Reputation: 35
I'm trying to create a variable that identifies if a string within a vector is the first appearance, in the top three, or more than three. For example:
In the data set below, I have name (there will be more names), text, and a dup variable. I want the dup variable to identify if the text is appearing for the first time (origin), if it's within the first three occurrences (FirstThree) or if it has appeared more than the three times(MoreThanThree). I will also need to do that for each person... but I think I can figure that part out. Thanks in advance for any help!
name =c("T","T","T","T","T","T","T","T","T","T")
text =c("a","b","a","a","b","c","a","a","b","a")
dup =c("origin","origin","FirstThree","FirstThree","FirstThree","origin","MoreThanThree","MoreThanThree","FirstThree","MoreThanThree")
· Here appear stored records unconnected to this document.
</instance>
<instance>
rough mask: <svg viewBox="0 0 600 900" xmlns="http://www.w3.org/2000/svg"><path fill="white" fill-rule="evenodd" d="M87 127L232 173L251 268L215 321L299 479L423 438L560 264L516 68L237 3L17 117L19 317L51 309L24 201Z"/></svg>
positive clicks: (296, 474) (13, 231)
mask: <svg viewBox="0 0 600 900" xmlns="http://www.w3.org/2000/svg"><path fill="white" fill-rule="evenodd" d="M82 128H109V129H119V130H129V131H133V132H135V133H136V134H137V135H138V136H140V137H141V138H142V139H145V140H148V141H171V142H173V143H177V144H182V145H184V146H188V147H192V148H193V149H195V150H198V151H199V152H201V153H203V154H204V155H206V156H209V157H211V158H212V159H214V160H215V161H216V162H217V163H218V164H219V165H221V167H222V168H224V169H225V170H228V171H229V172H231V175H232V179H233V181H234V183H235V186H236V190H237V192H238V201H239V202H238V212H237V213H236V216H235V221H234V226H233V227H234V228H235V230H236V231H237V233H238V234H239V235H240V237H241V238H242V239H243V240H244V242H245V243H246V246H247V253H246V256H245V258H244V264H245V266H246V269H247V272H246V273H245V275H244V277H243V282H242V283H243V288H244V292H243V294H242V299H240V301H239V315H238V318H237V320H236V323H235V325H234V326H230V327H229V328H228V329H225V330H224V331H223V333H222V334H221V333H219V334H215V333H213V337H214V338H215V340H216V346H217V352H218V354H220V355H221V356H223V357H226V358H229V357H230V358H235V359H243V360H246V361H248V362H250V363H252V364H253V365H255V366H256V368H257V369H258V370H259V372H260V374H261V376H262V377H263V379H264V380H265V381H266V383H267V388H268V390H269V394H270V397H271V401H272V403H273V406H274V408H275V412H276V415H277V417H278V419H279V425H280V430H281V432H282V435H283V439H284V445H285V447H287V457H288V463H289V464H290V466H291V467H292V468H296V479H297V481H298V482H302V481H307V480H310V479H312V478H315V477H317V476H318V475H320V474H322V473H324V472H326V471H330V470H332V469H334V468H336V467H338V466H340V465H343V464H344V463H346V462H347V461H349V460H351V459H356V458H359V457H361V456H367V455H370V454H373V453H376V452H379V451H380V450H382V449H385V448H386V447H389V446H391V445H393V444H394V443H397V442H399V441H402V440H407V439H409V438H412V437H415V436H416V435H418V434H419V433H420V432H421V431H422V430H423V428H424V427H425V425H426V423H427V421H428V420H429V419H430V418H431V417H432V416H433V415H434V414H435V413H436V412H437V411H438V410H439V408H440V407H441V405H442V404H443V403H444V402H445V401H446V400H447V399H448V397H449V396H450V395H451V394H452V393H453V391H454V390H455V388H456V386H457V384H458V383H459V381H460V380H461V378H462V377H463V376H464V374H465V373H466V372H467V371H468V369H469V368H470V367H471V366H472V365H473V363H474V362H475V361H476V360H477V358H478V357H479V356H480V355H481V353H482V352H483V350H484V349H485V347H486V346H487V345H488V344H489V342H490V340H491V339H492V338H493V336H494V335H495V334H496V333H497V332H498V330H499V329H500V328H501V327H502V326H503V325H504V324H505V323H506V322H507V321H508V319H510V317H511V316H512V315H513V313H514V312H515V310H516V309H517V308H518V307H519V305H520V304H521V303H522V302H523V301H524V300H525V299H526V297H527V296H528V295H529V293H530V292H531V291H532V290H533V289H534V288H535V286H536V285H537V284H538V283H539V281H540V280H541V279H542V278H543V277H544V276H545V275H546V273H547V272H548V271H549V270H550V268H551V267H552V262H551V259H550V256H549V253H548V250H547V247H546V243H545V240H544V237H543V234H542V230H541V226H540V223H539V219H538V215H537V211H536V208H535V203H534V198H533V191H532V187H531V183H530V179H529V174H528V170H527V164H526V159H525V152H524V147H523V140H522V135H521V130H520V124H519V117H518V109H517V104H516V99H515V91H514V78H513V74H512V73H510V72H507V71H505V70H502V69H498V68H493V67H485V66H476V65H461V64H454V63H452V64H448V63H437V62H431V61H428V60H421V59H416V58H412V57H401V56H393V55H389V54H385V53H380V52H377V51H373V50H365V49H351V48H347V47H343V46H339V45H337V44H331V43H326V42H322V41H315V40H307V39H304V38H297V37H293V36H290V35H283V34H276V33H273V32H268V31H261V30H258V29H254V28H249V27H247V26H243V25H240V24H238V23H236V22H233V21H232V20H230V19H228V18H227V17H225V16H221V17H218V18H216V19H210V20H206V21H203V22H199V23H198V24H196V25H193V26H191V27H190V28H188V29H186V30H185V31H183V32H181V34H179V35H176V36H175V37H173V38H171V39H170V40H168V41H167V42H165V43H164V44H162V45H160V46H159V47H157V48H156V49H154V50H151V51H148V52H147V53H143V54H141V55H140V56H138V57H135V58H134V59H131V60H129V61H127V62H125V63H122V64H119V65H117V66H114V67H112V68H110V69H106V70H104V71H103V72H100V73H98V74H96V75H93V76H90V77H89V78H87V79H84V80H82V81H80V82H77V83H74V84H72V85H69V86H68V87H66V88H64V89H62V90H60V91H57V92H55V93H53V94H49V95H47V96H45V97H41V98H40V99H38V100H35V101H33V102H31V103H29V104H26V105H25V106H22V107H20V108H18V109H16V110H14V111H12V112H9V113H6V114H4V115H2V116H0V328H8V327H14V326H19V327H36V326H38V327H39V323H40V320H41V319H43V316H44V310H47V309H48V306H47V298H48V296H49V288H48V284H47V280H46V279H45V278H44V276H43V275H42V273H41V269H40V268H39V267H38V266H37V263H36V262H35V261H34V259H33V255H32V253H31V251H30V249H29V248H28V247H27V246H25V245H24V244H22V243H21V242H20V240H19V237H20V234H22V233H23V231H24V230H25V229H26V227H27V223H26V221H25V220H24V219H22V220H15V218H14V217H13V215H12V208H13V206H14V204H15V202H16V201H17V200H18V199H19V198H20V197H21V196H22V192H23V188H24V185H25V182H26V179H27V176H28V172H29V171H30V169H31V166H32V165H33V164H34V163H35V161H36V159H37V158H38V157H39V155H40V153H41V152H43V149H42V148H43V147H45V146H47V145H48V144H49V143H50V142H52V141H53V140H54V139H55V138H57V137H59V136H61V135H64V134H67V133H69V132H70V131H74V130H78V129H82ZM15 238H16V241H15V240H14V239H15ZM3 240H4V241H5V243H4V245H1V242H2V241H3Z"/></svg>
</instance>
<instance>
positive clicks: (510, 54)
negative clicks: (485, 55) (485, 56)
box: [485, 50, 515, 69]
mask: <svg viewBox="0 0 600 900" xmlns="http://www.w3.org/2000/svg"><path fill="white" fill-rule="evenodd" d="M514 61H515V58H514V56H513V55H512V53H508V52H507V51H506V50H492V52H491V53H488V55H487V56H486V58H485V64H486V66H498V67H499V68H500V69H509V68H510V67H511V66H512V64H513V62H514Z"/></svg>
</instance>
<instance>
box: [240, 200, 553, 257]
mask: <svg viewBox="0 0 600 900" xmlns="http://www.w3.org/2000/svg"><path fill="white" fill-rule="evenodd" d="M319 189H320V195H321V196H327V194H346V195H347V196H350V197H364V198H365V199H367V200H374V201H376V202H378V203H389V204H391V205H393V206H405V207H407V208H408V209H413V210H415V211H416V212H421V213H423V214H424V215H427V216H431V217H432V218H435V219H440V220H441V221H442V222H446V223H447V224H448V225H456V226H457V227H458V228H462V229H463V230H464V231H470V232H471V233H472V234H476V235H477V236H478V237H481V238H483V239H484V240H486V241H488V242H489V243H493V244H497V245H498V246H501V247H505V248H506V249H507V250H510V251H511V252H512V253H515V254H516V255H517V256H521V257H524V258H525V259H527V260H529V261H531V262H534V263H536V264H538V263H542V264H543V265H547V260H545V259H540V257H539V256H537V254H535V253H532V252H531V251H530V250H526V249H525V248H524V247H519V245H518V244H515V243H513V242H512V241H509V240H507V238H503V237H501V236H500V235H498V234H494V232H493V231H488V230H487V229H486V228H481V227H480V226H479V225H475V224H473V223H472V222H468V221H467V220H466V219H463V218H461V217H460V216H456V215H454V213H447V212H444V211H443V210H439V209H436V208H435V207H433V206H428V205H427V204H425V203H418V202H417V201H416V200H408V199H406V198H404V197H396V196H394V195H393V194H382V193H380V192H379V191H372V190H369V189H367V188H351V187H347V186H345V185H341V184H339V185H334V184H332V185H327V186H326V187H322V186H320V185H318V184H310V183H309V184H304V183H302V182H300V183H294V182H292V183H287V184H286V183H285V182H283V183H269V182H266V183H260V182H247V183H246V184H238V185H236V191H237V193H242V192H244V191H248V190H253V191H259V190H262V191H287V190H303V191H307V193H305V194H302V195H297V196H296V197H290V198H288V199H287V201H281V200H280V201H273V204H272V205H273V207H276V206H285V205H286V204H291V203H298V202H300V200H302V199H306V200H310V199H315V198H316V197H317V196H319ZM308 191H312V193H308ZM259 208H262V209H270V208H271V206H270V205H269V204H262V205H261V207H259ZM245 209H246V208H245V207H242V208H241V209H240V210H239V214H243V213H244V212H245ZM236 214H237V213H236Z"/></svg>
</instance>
dfA = data.frame(name,text,dup)
name text dup
1 T a origin
2 T b origin
3 T a FirstThree
4 T a FirstThree
5 T b FirstThree
6 T c origin
7 T a MoreThenThree
8 T a MoreThenThree
9 T b FirstThree
10 T a MoreThenThree
Upvotes: 2
Views: 41
Reputation: 388817
In dplyr
, we can compare the row_number()
in a case_when
statement.
library(dplyr)
dfA %>%
group_by(text) %>%
mutate(row = row_number(),
dup = case_when(row == 1 ~ "origin",
row <= 3 ~ "FirstThree",
TRUE ~ "MoreThenThree"))
# name text row dup
# <fct> <fct> <int> <chr>
# 1 T a 1 origin
# 2 T b 1 origin
# 3 T a 2 FirstThree
# 4 T a 3 FirstThree
# 5 T b 2 FirstThree
# 6 T c 1 origin
# 7 T a 4 MoreThenThree
# 8 T a 5 MoreThenThree
# 9 T b 3 FirstThree
#10 T a 6 MoreThenThree
We can remove the row
column later if not needed.
Upvotes: 0
Reputation: 28675
You can use data.table::rowid
with two ifelse
checks
dfA[, ict := {
r <- rowid(text)
ifelse(r == 1, 'origin',
ifelse(r <= 3, 'FirstThree',
'MoreThanThree'))}
, by = name]
dfA
# name text dup ict
# 1: T a origin origin
# 2: T b origin origin
# 3: T a FirstThree FirstThree
# 4: T a FirstThree FirstThree
# 5: T b FirstThree FirstThree
# 6: T c origin origin
# 7: T a MoreThanThree MoreThanThree
# 8: T a MoreThanThree MoreThanThree
# 9: T b FirstThree FirstThree
# 10: T a MoreThanThree MoreThanThree
You could also use cut
. Only difference is this produces a factor rather than character. May be useful if you have more than 3 categories
dfA[, ict := cut(rowid(text), c(0, 1, 3, Inf),
labels = c('origin', 'FirstThree', 'MoreThanThree'))
, by = name]
Upvotes: 2